A economia Angolana hoje não é uma economia sustentada – entre outras razões porque vive quase que somente, ainda, de 2 produtos, o petróleo e os diamantes. No entanto a sociedade Angolana é já uma sociedade estruturada e portanto com potencial para gerar uma economia sustentada. Alteraram-se portanto as premissas.

E como as Pessoas são a base da economia, hoje, Angola tem um potencial maior que na década de sessenta do século XX para gerar um Desenvolvimento Sustentável para si e para os seus.

Neste contexto, Geldof não tem, portanto, razão. E quem não lhe dá razão são os 6 anos de Paz, gerados pelo Memorando de Entendimento de 2002, pois nestes 6 anos a economia Angolana não se tem limitado ao estrito aproveitamento dos dois produtos atrás mencionados, ainda que os tenha aproveitado para se recompor da Guerra Civil, ainda que continuem a predominar estruturações erradas da elite dominante, por onde passa também a corrupção.

No entanto, na verdade, perante impasses impostos pelo FMI e pelo Banco Mundial, perante o esquecer, pelos EUA mas também pela União Europeia, da Conferência de Doadores, elemento central dos Acordos de Lusaka e do Memorando de Entendimento, o Governo de Angola procurou, e encontrou, alternativas para um crescimento com sustentabilidade – a aliança com a República Popular da China e o essencial empréstimo por esta feita para a recuperação das infraestruturas de Angola.

Não foi portanto por ignorância, bem pelo contrário, que Geldof acentuou a potencial capacidade de influencia das elites Angolanas na Republica Popular da China, imediatamente antes de, na sua intervenção, atacar estas mesmas elites de Angola.

As elites Angolanas têm tido uma significativa capacidade de gestão dos seus interesses, e inclusivamente no contexto do interesse nacional.

No entanto, têm cometido sistematicamente  um mesmo erro  - o de não gerarem processos de Redistribuição eficaz da Riqueza.

No plano da economia formal, já que no contexto da economia informal a situação ser um pouco diferente.

Erro que se sustenta no controlo, pré democrático, do Estado Angolano.

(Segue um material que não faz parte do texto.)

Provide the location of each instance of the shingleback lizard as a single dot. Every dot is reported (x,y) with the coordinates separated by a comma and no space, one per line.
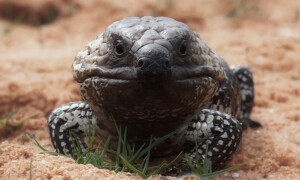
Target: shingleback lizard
(152,74)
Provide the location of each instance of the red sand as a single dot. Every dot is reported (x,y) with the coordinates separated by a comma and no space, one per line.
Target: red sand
(35,75)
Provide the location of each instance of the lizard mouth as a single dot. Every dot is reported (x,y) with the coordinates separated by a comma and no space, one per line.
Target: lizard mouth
(129,74)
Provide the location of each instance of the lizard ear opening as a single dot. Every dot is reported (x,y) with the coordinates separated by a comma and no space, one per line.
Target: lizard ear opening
(183,48)
(119,49)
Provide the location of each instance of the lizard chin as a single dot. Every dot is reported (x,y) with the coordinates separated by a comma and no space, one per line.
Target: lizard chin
(158,111)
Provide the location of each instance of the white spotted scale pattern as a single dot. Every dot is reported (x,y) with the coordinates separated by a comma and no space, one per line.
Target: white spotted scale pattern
(74,116)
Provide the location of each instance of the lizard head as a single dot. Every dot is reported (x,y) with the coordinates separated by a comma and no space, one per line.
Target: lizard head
(148,71)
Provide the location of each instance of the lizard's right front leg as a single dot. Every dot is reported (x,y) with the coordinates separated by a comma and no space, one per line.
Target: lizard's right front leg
(76,117)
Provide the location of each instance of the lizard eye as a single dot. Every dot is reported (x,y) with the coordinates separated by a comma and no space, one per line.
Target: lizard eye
(183,48)
(119,49)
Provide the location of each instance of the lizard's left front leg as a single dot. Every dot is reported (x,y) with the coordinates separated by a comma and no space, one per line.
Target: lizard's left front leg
(222,132)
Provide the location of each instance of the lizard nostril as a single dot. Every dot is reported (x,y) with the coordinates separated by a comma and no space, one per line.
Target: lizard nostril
(167,64)
(140,63)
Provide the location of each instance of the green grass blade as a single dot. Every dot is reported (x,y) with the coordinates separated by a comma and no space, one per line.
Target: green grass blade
(216,173)
(133,168)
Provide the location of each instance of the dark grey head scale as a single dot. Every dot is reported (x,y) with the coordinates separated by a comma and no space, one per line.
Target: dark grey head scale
(155,47)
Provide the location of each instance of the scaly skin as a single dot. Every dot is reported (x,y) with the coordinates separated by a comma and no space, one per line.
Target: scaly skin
(152,74)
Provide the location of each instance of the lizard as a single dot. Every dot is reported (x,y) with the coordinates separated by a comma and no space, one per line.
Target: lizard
(152,74)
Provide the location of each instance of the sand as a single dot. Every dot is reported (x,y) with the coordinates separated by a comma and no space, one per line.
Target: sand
(35,75)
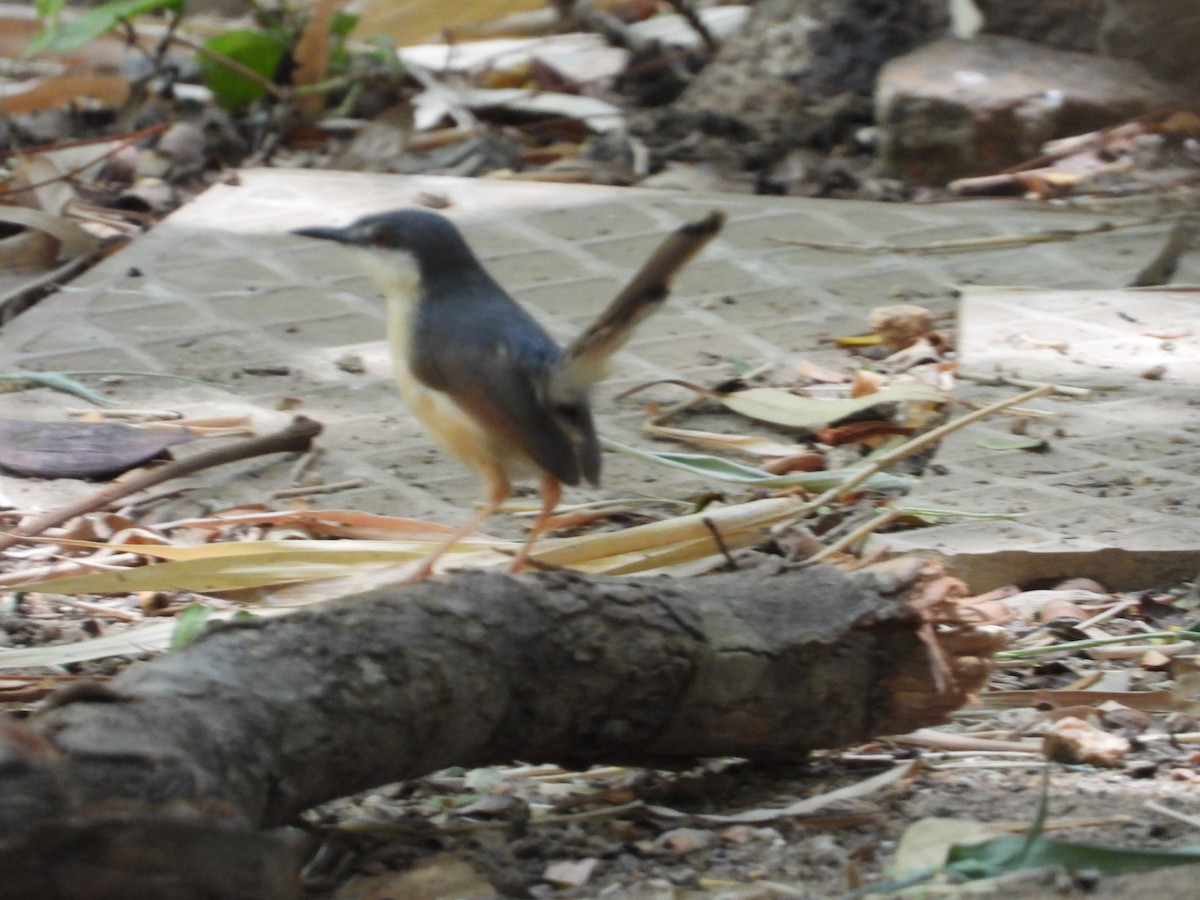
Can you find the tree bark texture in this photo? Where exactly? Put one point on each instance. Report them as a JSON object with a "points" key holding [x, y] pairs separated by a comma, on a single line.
{"points": [[255, 723]]}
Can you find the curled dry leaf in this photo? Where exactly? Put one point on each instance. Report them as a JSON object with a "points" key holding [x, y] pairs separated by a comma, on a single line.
{"points": [[70, 239], [865, 383], [807, 461]]}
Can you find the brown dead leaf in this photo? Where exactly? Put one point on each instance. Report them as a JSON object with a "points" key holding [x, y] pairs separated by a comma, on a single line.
{"points": [[109, 91], [861, 432], [312, 57], [808, 461], [865, 382]]}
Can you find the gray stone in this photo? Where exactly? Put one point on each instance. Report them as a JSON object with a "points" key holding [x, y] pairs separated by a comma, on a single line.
{"points": [[1162, 35], [957, 108]]}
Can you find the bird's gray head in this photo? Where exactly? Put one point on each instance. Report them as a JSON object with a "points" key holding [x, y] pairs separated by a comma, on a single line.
{"points": [[433, 240]]}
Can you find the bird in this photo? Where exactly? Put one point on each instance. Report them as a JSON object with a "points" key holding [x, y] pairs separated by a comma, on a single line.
{"points": [[481, 375]]}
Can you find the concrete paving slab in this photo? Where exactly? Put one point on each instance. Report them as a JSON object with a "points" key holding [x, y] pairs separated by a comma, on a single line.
{"points": [[220, 292]]}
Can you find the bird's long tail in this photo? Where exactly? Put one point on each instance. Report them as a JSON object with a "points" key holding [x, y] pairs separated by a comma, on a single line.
{"points": [[583, 363]]}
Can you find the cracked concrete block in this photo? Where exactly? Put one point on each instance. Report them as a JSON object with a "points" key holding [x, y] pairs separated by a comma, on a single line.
{"points": [[955, 108]]}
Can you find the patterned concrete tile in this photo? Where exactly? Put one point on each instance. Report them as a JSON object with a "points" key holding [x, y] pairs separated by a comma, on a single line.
{"points": [[221, 293]]}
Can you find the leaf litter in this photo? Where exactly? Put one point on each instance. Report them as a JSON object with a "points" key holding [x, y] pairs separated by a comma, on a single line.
{"points": [[1123, 673]]}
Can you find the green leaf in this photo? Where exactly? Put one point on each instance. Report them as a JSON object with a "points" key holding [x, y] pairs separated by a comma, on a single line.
{"points": [[59, 382], [259, 51], [791, 411], [1012, 852], [1012, 442], [48, 10], [343, 23], [75, 34], [1033, 850], [189, 624], [727, 471]]}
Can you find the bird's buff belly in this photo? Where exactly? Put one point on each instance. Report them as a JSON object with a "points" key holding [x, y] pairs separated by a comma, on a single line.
{"points": [[451, 426]]}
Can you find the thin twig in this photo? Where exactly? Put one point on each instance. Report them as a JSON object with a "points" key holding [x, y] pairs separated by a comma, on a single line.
{"points": [[71, 173], [967, 244], [1065, 389], [697, 24], [298, 436], [911, 448]]}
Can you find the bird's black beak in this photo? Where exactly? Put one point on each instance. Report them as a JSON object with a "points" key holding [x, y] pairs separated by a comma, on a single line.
{"points": [[342, 235]]}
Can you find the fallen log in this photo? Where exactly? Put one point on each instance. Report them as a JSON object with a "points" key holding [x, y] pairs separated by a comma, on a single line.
{"points": [[161, 768]]}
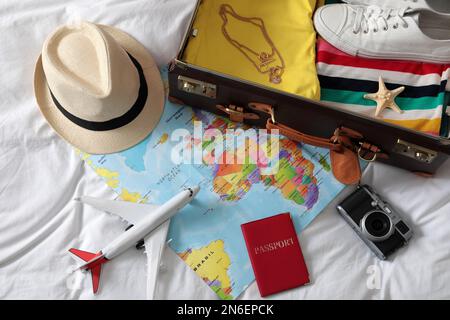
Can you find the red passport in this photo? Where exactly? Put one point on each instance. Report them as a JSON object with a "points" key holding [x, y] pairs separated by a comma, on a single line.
{"points": [[275, 254]]}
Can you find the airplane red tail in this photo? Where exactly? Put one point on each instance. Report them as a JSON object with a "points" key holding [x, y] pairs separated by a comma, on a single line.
{"points": [[94, 263]]}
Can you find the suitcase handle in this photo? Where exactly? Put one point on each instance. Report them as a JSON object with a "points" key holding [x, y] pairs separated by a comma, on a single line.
{"points": [[303, 137]]}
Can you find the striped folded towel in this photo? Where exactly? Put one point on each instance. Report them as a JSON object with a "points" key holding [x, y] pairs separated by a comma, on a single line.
{"points": [[345, 79]]}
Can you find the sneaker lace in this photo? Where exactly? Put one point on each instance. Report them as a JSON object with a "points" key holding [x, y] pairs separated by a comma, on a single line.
{"points": [[374, 17]]}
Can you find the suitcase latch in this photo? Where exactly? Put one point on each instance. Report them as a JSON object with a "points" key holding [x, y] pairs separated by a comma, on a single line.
{"points": [[414, 151], [237, 114], [197, 87]]}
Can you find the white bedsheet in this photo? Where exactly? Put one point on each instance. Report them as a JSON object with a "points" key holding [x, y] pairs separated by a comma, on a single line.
{"points": [[40, 174]]}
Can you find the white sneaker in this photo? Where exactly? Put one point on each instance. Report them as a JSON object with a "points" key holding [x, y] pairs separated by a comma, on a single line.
{"points": [[374, 32], [441, 6]]}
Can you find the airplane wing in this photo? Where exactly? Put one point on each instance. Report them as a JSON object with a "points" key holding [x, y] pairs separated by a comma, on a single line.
{"points": [[155, 244], [129, 211]]}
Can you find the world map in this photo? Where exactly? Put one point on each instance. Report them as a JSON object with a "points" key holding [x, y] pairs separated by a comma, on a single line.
{"points": [[206, 234]]}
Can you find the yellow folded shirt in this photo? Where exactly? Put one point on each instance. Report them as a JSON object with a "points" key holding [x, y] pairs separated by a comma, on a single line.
{"points": [[268, 42]]}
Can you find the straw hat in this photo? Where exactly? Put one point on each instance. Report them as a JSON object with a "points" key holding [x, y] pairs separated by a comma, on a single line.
{"points": [[98, 87]]}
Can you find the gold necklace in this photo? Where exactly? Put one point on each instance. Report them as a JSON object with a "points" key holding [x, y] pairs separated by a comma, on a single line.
{"points": [[264, 58]]}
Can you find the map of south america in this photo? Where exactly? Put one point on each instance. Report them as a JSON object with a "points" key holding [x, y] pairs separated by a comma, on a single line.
{"points": [[206, 234]]}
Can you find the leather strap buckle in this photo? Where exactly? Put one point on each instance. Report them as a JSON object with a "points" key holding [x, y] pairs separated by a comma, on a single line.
{"points": [[368, 152]]}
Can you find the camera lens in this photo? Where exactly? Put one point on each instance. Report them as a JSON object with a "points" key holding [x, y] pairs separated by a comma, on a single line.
{"points": [[377, 224]]}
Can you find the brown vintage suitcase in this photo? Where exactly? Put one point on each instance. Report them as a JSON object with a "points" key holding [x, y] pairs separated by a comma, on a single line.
{"points": [[261, 106]]}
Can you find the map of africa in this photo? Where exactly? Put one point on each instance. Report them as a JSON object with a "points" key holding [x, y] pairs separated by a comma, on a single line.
{"points": [[206, 234]]}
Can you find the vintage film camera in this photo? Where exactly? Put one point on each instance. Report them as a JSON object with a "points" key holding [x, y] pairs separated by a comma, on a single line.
{"points": [[375, 222]]}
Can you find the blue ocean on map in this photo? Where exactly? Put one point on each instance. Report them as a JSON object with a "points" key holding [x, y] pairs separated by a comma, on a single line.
{"points": [[206, 234]]}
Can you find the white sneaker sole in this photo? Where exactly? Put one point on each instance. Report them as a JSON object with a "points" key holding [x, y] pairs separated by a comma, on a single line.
{"points": [[335, 41]]}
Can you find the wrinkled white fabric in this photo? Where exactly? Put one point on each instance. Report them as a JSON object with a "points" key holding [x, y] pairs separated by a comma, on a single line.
{"points": [[40, 175]]}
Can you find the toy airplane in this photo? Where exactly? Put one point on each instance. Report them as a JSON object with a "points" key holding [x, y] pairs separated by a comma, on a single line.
{"points": [[150, 223]]}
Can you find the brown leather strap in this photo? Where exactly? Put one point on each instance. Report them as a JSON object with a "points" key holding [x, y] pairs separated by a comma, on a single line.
{"points": [[302, 137]]}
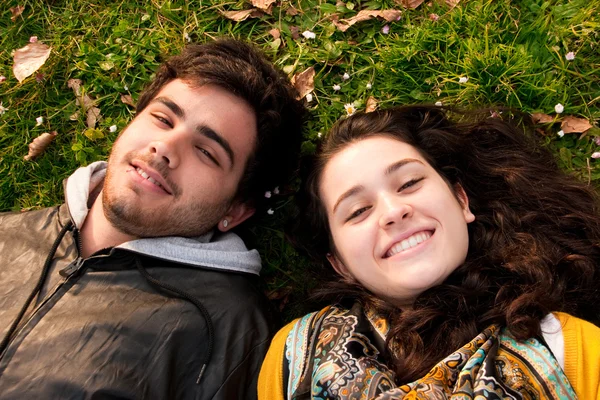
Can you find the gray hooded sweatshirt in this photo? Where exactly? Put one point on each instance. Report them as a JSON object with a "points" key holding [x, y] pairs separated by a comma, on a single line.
{"points": [[152, 318]]}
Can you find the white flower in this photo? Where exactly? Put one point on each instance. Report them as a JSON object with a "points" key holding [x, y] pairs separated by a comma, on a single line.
{"points": [[309, 35], [350, 109]]}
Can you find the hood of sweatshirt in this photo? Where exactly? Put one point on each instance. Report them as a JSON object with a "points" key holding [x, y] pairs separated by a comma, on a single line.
{"points": [[213, 250]]}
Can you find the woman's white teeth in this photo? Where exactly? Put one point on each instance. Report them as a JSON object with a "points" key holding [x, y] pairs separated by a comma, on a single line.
{"points": [[409, 243], [146, 176]]}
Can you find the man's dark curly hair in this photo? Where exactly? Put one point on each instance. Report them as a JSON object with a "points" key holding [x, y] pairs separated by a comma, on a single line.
{"points": [[533, 247], [243, 70]]}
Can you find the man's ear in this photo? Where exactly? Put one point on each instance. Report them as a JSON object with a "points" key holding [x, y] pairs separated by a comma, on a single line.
{"points": [[238, 212], [338, 266], [463, 199]]}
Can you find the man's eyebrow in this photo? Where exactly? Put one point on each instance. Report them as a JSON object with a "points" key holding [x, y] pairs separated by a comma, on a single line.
{"points": [[171, 105], [358, 188], [220, 140], [399, 164]]}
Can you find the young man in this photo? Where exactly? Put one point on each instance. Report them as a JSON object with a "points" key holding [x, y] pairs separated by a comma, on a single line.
{"points": [[144, 294]]}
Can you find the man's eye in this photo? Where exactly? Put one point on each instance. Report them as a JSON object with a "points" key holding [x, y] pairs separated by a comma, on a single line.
{"points": [[207, 154], [357, 213], [410, 183]]}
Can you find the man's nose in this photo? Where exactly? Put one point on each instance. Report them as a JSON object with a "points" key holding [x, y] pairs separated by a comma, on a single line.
{"points": [[394, 210], [167, 149]]}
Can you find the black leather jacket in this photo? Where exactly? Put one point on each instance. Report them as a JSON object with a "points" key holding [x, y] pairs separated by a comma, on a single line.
{"points": [[99, 329]]}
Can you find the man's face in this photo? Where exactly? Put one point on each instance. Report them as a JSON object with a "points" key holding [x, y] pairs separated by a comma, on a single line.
{"points": [[174, 171]]}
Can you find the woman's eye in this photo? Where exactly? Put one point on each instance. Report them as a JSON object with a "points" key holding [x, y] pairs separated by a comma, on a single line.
{"points": [[410, 183], [357, 213]]}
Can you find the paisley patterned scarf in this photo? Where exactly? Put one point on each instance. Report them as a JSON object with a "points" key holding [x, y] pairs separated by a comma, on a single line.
{"points": [[337, 354]]}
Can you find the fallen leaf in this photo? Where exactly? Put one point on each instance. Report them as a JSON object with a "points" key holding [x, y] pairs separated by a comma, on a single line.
{"points": [[539, 118], [411, 3], [275, 33], [364, 15], [263, 4], [16, 11], [572, 124], [29, 59], [242, 15], [39, 144], [371, 104], [127, 99], [92, 116], [304, 82], [291, 11]]}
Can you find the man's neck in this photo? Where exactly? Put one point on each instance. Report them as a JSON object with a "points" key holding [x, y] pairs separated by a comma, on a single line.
{"points": [[98, 233]]}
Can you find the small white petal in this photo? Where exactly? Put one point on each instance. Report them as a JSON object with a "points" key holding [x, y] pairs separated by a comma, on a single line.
{"points": [[559, 108], [309, 35]]}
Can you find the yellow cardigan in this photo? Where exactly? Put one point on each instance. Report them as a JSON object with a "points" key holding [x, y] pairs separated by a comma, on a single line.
{"points": [[582, 359]]}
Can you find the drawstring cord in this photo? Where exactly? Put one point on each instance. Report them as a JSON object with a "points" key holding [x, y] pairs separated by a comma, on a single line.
{"points": [[37, 287], [182, 294]]}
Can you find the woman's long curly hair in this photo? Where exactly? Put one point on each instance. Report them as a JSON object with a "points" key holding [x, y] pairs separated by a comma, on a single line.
{"points": [[533, 247]]}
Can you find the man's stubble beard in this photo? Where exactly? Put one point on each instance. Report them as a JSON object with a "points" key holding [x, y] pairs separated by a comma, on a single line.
{"points": [[125, 214]]}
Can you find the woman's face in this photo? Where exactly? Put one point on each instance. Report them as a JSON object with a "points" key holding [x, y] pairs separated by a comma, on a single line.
{"points": [[397, 226]]}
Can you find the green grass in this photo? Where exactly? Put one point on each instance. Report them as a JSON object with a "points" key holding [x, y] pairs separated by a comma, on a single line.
{"points": [[512, 52]]}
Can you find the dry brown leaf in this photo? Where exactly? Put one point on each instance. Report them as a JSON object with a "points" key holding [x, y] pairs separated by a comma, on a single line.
{"points": [[39, 144], [127, 99], [452, 3], [275, 33], [92, 116], [304, 82], [539, 118], [29, 59], [16, 11], [291, 11], [263, 4], [242, 14], [572, 124], [371, 104], [411, 3], [364, 15]]}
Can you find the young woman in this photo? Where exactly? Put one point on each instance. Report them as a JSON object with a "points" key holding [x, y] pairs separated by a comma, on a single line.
{"points": [[467, 265]]}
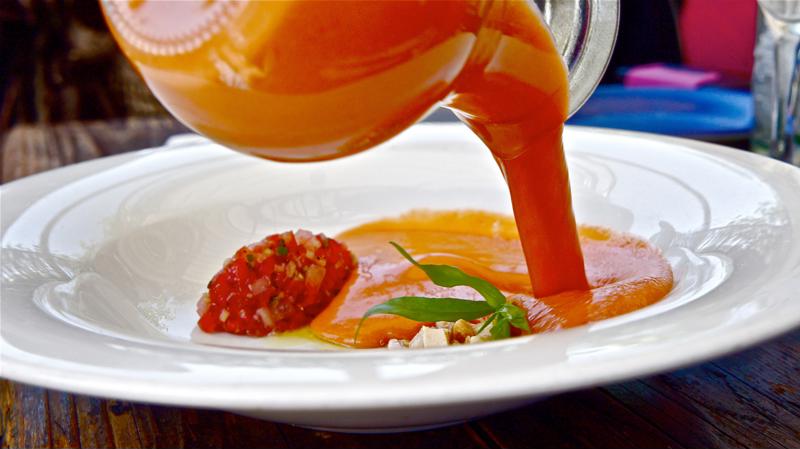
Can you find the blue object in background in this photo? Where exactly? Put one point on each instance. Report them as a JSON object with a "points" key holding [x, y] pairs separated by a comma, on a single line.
{"points": [[708, 113]]}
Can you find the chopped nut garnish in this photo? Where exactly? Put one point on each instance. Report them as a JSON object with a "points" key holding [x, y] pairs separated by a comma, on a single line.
{"points": [[462, 330]]}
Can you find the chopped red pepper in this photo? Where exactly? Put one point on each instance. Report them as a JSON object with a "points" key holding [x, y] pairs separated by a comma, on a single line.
{"points": [[280, 283]]}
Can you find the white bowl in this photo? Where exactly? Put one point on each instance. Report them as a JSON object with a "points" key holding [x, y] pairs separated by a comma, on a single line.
{"points": [[102, 263]]}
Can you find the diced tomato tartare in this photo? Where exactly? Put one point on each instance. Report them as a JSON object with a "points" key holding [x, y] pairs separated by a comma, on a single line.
{"points": [[278, 284]]}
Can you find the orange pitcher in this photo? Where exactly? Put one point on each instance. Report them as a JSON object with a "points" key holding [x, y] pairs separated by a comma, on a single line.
{"points": [[312, 80]]}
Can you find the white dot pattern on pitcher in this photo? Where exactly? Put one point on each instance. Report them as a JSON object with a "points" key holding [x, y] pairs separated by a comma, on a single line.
{"points": [[162, 35]]}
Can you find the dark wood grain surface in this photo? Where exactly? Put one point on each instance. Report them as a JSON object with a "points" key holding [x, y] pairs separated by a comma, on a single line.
{"points": [[750, 399]]}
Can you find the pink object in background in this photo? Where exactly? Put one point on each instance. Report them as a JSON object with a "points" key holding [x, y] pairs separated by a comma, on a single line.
{"points": [[661, 75], [719, 35]]}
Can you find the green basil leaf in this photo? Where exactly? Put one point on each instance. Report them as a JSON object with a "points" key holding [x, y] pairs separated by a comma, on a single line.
{"points": [[423, 309], [449, 276], [487, 322], [501, 328], [515, 315]]}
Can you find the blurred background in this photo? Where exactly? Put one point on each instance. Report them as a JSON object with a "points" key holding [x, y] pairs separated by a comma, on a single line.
{"points": [[680, 67]]}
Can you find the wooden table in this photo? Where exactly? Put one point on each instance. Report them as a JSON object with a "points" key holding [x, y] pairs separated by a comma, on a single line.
{"points": [[751, 399]]}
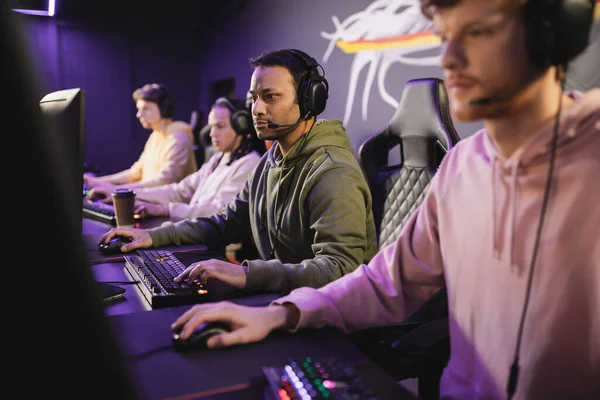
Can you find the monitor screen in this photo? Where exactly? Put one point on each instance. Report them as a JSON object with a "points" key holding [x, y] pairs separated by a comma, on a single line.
{"points": [[63, 338], [64, 118]]}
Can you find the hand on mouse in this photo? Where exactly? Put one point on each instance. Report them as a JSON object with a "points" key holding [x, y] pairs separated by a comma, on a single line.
{"points": [[141, 238], [230, 273], [248, 324]]}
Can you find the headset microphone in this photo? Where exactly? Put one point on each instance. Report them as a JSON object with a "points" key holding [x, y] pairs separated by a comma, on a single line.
{"points": [[271, 125], [484, 101]]}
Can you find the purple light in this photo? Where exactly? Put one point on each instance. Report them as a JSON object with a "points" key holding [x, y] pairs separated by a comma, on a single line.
{"points": [[45, 13]]}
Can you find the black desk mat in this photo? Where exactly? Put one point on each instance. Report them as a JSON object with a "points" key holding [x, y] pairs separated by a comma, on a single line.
{"points": [[161, 373]]}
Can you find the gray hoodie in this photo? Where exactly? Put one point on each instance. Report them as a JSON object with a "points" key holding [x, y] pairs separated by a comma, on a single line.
{"points": [[308, 213]]}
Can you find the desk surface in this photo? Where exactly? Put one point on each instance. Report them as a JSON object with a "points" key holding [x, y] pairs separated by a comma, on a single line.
{"points": [[112, 269], [159, 372]]}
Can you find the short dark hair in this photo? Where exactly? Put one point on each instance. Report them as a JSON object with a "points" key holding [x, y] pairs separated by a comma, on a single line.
{"points": [[283, 58], [427, 6], [156, 93]]}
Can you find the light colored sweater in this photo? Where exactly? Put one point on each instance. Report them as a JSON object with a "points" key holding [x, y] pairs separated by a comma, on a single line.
{"points": [[475, 233], [166, 158], [205, 191]]}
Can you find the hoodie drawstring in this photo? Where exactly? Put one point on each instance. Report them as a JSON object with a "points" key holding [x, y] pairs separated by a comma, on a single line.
{"points": [[495, 246], [513, 211]]}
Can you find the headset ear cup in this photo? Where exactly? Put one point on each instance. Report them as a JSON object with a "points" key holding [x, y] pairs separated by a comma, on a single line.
{"points": [[318, 92], [557, 31]]}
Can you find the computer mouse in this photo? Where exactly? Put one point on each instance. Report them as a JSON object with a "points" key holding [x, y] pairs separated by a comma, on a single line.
{"points": [[200, 336], [114, 245]]}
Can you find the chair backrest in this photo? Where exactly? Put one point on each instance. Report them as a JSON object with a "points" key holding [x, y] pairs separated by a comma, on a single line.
{"points": [[422, 131]]}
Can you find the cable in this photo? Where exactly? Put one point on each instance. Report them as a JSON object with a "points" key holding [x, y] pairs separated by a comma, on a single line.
{"points": [[513, 376]]}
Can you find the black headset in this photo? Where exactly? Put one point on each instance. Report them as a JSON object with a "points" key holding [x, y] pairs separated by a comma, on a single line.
{"points": [[557, 30], [313, 91], [165, 102], [240, 119]]}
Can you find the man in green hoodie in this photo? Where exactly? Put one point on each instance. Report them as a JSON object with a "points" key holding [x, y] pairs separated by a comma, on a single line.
{"points": [[306, 206]]}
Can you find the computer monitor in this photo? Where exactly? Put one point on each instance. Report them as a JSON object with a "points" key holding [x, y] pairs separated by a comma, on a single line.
{"points": [[59, 330], [64, 116], [64, 119]]}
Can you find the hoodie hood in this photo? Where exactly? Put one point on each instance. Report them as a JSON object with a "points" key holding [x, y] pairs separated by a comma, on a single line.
{"points": [[324, 133], [576, 124]]}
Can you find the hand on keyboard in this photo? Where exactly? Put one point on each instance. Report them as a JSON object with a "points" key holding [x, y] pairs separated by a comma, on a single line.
{"points": [[232, 274], [141, 238]]}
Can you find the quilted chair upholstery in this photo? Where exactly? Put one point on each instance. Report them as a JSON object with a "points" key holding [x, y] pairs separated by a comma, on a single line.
{"points": [[422, 132]]}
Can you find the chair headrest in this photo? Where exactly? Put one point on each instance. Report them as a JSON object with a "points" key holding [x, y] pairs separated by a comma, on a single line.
{"points": [[424, 112]]}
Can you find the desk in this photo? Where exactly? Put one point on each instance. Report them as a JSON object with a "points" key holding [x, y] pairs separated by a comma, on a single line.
{"points": [[161, 373], [114, 271]]}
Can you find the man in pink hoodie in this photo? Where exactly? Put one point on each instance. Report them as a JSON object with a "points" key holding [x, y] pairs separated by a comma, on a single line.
{"points": [[510, 224]]}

Geldof foi, assumidamente ou não, não interessa, o porta voz dos interesses da aliança anglosaxónica, americana e inglesa, que se sente lesada pela “via chinesa” das elites angolanas e a Conferencia do BES serviu somente de palco, mais um, para um arreganhar dos dentes destes interesses, que não se vêem reflectidos suficientemente naquela Região de África, (a questão do Zimbabwe é somente mais um exemplo).

No meio, mais uma vez, por inequívoca ingenuidade, de novo foram atacados os interesses portugueses. (Mas quem se lembra, sem estudar os impactos possíveis, de convidar um anglófono, para uma Conferencia sobre o Desenvolvimento Sustentado?)

Enfim e para sintetizar Angola nada perdeu com esta Conferência, (nem sequer as elites angolanas), pois a critica ao Modelo que se constrói em Angola, não só tem de ser feita, como, sobretudo, só essa critica fará recordar às elites de Angola, e, a prazo, elas só ganharão com esta critica, a importância da Redistribuição da Riqueza e da necessidade da Democracia em Angola.

E, nesta matéria, Geldof e a Conferência do BES, foram úteis, mesmo que o tenham sido, diversamente, feitos por más razões.